The position lies at the crossroads of distributed systems, observability, GPU hardware, and cloud operations. You will collaborate with engineering teams to transform signals, telemetry, and operational lessons into automation infrastructure that improves cloud provider efficiency and end-user experience at scale. If you are motivated by building foundational systems that enable large AI clusters to operate dependably and efficiently, we would love to hear from you.
What You Will Be Doing:
Establish the product vision and strategy for Health Automation and Resilience across DGX Cloud and partner GPU fleets.
Partner with engineering on the architecture and delivery of software agents, services, control loops, and distributed health components.
Convert hardware signals, telemetry pipelines, and operational insights into automation systems that reduce manual intervention.
Work with cloud providers and enterprise operators to understand failure modes and operational challenges.
Develop product specifications, technical requirements, and validation criteria for both internal and open-source components.
Support go-to-market activities including documentation, demos, partner enablement, and release readiness.
Track trends in observability, SRE practices, distributed systems, and automated operations to define long-term strategy.
Lead product technical reviews, customer conversations, and planning sessions.
What we need to see:
Bachelor’s degree in Computer Science, Engineering, or a similar area, or equivalent experience.
8+ years of relevant experience including demonstrated experience leading technical products within cloud infrastructure, distributed systems, reliability engineering, or related fields.
Track record defining multi-quarter strategy and leading execution with multiple engineering teams.

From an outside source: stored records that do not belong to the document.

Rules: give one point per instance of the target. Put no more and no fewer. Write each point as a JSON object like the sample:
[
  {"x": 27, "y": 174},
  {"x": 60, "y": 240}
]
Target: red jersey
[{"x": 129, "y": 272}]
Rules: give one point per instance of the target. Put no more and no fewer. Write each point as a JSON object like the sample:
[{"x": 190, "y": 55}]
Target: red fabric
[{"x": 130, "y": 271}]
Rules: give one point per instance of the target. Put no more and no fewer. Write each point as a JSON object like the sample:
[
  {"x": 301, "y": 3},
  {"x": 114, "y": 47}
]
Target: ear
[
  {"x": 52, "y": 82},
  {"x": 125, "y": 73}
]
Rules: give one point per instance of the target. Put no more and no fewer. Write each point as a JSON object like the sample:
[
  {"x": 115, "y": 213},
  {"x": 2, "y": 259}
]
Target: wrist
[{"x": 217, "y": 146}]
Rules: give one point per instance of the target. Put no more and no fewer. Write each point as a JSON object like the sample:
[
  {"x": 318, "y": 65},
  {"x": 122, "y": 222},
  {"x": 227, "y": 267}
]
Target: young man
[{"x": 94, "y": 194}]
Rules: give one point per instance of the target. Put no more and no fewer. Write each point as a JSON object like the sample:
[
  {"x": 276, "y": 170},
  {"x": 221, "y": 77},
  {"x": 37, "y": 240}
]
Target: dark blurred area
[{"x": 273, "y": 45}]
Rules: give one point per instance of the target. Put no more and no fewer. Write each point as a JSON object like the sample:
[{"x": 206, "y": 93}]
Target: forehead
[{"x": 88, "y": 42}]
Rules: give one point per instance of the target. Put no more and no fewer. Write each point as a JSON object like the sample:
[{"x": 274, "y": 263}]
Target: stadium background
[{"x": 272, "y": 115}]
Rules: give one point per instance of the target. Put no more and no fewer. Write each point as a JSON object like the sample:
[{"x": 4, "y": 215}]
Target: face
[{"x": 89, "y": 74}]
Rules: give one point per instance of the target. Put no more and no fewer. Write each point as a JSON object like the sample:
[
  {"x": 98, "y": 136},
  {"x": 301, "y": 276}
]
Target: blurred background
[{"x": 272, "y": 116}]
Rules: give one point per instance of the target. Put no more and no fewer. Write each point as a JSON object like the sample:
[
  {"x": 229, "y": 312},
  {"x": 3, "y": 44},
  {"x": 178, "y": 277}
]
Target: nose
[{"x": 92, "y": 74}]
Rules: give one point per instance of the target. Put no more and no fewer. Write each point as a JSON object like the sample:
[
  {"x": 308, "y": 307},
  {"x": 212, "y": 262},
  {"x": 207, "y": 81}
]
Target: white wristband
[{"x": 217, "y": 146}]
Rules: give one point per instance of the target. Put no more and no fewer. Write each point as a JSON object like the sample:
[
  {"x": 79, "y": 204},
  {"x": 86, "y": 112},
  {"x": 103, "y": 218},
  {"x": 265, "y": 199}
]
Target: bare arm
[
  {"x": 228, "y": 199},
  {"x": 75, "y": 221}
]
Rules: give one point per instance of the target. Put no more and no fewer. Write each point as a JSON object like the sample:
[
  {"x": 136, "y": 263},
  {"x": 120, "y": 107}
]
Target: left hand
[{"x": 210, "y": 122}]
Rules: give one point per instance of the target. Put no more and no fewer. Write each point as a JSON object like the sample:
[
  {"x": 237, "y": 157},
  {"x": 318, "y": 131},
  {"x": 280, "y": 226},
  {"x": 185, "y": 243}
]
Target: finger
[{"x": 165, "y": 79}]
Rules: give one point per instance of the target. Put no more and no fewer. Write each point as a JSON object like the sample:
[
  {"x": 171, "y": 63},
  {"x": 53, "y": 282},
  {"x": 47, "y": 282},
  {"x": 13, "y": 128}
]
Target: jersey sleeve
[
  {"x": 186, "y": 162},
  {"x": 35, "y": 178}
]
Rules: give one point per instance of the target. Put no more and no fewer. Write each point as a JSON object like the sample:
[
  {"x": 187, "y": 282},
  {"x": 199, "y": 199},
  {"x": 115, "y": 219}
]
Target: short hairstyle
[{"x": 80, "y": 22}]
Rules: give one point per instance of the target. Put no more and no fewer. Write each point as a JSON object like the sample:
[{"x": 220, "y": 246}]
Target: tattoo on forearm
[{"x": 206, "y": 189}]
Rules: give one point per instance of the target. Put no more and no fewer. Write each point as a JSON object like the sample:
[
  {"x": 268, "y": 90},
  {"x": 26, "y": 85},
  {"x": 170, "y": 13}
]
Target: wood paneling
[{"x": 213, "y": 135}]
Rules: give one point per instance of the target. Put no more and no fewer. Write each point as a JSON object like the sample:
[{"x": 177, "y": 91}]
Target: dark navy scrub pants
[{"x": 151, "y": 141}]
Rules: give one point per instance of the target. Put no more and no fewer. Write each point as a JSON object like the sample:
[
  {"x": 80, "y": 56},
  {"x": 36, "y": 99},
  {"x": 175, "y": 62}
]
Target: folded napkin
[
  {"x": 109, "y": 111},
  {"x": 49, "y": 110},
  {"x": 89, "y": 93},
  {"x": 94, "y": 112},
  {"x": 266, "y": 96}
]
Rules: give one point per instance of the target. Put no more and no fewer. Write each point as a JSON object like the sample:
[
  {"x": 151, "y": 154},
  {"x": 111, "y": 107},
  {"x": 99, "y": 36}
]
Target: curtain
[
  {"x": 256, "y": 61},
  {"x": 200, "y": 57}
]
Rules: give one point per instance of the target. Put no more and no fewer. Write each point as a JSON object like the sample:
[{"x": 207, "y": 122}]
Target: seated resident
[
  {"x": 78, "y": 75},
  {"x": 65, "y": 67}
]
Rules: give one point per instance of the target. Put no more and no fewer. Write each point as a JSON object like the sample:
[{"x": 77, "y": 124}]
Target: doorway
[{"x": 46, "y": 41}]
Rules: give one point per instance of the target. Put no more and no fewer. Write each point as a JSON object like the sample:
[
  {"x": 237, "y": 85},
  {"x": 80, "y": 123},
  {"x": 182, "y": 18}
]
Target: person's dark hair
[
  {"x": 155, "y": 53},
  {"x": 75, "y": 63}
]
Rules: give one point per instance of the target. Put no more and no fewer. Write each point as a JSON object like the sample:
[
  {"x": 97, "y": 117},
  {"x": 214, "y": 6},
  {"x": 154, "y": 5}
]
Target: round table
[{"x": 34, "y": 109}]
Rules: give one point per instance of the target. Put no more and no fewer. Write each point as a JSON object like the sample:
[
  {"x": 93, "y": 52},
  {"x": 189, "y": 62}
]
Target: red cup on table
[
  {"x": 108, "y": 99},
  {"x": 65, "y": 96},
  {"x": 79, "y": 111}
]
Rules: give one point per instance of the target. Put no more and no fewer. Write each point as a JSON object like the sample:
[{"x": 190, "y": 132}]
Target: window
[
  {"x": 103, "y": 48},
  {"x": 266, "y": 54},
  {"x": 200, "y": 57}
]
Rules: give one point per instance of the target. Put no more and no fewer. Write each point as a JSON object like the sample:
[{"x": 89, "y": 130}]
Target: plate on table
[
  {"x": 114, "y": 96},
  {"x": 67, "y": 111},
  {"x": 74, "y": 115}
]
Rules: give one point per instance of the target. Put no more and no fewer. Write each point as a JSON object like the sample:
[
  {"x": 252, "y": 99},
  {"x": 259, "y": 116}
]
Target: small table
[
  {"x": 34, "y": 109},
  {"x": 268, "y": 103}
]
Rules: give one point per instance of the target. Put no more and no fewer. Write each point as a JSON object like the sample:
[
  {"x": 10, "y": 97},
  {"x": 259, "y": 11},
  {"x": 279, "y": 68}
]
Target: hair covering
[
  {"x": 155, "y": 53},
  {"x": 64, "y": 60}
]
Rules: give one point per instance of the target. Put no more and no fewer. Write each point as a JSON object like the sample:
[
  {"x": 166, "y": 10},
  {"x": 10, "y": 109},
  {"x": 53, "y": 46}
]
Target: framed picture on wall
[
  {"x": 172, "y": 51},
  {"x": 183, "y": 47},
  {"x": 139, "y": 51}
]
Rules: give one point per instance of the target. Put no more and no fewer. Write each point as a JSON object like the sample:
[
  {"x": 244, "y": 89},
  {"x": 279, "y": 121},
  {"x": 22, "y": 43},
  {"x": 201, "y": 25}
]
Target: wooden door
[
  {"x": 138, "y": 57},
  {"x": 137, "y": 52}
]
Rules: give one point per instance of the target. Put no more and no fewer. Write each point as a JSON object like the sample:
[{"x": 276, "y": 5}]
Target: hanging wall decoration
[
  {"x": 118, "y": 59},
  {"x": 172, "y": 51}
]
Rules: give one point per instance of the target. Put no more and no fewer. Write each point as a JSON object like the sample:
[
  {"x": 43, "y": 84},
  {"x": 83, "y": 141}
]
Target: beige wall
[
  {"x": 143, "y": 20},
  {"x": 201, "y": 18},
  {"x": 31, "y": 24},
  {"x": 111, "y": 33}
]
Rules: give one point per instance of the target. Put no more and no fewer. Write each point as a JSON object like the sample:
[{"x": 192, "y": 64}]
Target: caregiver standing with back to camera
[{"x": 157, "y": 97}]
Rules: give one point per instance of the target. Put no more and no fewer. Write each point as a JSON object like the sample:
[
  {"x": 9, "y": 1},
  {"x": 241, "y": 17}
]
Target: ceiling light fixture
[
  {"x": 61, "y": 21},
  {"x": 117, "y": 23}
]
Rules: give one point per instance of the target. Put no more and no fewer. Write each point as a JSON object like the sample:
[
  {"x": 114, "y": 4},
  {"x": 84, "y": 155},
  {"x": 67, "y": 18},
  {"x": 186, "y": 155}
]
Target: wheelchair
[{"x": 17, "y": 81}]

Ability to craft clear product requirements, work directly with engineering partners on technical decisions, and compose system-level workflows.
Strong architectural understanding of control planes, telemetry systems, health monitoring, repair workflows, or automated remediation systems.
Understanding of telemetry signals, SLOs, failure modes, and repair workflows in production environments.
Experience building automation, resilience, or failure-recovery capabilities for large-scale cloud or HPC environments.
Experience working with open-source technologies or products for software developers.
Excellent communication skills across engineering, customers, and executives.
Ways to Stand Out from the Crowd:
Experience with GPU-accelerated compute, HPC systems, or large-scale AI clusters.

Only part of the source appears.